UBC Theses and Dissertations
Involuntary and coercive psychiatric treatment : a critical discourse analysis of British Columbia's Mental Health Act Kolar, Marina (Maja)
British Columbia’s Mental Health Act (MHA) is a piece of legislation mandating involuntary treatment of people experiencing mental health issues who are unwilling to receive treatment on a voluntary basis. Utilizing Fairclough’s Dialectical–Relational Critical Discourse Analysis, this thesis analyzes how the MHA and a companion document, the Guide to the Mental Health Act, structures practices of overriding usual requirements for consent to care, and removes self-determination for people deemed in need of involuntary treatment. Findings illustrate how the Act and Guide are constructed within socio-historic discourses of biomedicalism, psychiatry, ableism, colonization, marginalization, and neoliberal orientations of governments. These discourses delineate a boundary between ‘normal’ or acceptable behaviour and ‘abnormal’ or unacceptable behaviour deemed in need of correction through psychiatric treatment. The Act and Guide constitute involuntary service-users as patients with “mental disorders” who are too vulnerable or dangerous to care for themselves and therefore in need of protection, from themselves and others.
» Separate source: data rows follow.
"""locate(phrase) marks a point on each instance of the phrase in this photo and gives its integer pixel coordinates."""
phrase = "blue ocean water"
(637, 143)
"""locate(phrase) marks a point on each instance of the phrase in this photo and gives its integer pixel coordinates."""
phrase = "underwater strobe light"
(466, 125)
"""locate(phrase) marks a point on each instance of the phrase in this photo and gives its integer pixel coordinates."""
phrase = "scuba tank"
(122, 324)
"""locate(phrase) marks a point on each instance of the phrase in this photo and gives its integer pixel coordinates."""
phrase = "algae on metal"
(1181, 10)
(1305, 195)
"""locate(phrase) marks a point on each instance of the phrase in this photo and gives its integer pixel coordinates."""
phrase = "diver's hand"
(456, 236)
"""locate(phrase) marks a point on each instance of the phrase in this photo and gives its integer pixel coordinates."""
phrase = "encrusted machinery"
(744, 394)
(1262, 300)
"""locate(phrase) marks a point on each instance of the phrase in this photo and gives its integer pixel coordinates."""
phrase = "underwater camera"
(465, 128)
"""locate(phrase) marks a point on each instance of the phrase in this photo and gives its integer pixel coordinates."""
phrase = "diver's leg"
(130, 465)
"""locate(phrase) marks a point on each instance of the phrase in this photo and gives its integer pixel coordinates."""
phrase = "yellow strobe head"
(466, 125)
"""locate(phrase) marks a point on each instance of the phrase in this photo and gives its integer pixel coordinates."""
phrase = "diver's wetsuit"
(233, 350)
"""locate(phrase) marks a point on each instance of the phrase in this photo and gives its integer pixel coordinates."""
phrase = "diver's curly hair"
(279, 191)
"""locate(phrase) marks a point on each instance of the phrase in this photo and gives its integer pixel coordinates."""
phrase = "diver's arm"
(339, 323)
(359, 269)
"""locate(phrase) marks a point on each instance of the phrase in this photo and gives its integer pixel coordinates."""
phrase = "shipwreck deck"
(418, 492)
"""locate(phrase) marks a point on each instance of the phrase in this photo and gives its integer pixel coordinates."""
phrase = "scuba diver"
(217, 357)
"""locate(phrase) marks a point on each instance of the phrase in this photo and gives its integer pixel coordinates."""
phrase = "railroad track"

These texts align “mental disorders” with incompetence and incapacity justifying the need for protection. Involuntary and coercive treatment practices authorized by the Act are implemented by nurses, physicians and police officers. The manner in which the Act and Guide constructs patients and protection highlights how discourse operates to produce and maintain dominant social relationships beyond the clinical setting. Thus, the discourses of the Act can be seen as produced within the project of governing and as being central to the maintenance of the social order. Although the MHA’s stated intentions are to reduce harm and provide care for people experiencing mental health issues, this analysis illustrates how discourses employed by these texts participate in the violation of safety and consent of the people it intends to serve - commonly disadvantaging those already experiencing social and economic marginalization. Current health care practices and structures that rely on harmful narratives and discourses based on deficit, vulnerability, dangerousness, and incapacity can be countered by employing discourses of equity. Nurses are ideally positioned to challenge discourses and practices that compromise people with mental health issues’ human rights, entrenching social inequity.